With a jolt, he snapped his head back and opened his eyes.  The starfield once again drifted across the viewscreen.  Kirk looked around; his officers were all focused on their stations, carefully ignoring the center seat. That included one officer Kirk had not noticed make his reappearance.

Gripping the armrests of the command chair he pushed himself up and over to the science station.  Resting one hand on the rim of Spock's chair, he draped himself casually over the station, over his officer.

"Mr. Spock," he said with a calculated smile, "welcome back."

"Thank you, Captain.  Coordinating damage reports now.  While shuttlecraft systems will require extensive repairs, Enterprise proper is largely undamaged.  No critical systems involved."  Spock spun to face his dangerously close captain.  Hands folded in his lap, his face betrayed nothing but consummate professional capability.

With a twinkle in his eye, Jim let him have this round.  The impassivity of Spock's public demeanor gave him as much satisfaction as any wild reunion, maybe more.  The Spock of their intimate moments would remain for his eyes only.  It would be their secret.

"Sickbay to captain." The gruffness of McCoy's voice broke through the moment.  "You're late for your appointment, Jim."

"Later, Bones," Jim answered.  "We're still cleaning up here.  I have things to do."

"Well frankly Captain, sir, between the effects of that dammed zone and the drugs I've had to pump into everyone, I'm a little busy myself.  And number one on my list is to see to the welfare of the commanding officer before those stimulants either wear off or blow him to bits!  You have five minutes to get in here or I'll send the medics up to hog tie you and carry you down.  McCoy out!"  The transmission cut off.

"Please go, Captain." Spock regarded him, his cool demeanor unruffled.  "I have been informed that I am next on the good doctor's agenda, and I do not believe that his temperament will improve by being kept waiting."

On yellow alert, Jim asked quietly, "You all right?"  His face spoke openly of the grief they had so very narrowly avoided this day in a way that his voice never would.

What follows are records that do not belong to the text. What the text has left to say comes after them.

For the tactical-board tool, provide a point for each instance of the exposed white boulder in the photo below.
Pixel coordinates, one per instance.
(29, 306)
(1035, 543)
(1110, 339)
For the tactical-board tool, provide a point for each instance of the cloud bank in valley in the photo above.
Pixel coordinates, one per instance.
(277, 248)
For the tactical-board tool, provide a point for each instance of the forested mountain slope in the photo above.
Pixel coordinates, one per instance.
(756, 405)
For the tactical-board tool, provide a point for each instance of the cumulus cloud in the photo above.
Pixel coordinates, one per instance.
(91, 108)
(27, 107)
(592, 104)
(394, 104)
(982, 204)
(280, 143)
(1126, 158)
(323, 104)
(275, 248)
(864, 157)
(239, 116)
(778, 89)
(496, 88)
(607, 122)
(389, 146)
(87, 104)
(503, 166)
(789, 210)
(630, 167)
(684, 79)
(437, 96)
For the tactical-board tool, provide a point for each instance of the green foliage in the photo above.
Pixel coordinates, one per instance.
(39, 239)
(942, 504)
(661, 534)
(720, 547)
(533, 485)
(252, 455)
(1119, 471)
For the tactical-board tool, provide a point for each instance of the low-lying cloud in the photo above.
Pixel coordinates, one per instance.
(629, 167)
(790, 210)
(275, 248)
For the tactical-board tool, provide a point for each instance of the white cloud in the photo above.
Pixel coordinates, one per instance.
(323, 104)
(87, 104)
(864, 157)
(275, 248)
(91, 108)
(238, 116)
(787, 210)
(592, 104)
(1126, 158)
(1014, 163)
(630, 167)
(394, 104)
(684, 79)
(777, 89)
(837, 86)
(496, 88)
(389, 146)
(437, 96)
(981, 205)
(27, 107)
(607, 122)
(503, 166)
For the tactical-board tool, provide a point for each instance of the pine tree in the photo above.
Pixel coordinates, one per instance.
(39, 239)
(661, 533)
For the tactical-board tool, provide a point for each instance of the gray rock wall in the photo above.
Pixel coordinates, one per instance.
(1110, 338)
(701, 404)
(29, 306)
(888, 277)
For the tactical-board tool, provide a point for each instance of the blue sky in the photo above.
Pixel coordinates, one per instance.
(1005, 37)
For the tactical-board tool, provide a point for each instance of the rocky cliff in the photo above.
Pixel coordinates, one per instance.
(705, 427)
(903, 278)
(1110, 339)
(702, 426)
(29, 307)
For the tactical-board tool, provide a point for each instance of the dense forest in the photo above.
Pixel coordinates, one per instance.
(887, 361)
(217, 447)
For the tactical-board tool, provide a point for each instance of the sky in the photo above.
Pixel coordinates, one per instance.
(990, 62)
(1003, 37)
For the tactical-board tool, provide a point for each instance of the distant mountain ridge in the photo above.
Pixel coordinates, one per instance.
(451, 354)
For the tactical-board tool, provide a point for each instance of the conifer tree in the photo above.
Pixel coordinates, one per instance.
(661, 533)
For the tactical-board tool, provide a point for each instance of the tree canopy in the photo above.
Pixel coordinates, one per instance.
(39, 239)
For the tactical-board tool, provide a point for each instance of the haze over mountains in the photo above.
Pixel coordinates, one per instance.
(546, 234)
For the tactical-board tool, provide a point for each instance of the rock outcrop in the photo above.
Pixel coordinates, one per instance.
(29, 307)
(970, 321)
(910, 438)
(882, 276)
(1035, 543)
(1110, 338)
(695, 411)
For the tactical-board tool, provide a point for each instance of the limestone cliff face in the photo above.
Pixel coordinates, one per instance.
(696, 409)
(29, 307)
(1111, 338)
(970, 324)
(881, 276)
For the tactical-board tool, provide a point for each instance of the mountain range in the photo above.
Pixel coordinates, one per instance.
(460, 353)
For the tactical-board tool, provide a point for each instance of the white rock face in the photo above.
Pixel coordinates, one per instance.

Jim couldn't begin to explain how the Vulcan facade shifted.  Spock's face was as serene as ever, and yet Jim knew with certainty that Spock too was most acutely aware of what they had come so close to losing. 

"Quite all right, Captain."  Spock inclined his head.  "I am not in need of medical attention, however I suspect I will find my next period of rest most agreeable."

For this he was rewarded with one of Jim's patented smiles.  Was it only nineteen minutes ago that he had known with finality that he had seen it for the last time?  Death was nothing, but to be parted from this man was everything.  He turned back to his station before the rest of the bridge could bear witness to his loss of control and wondered if even Surak himself could have stood fast against this man. 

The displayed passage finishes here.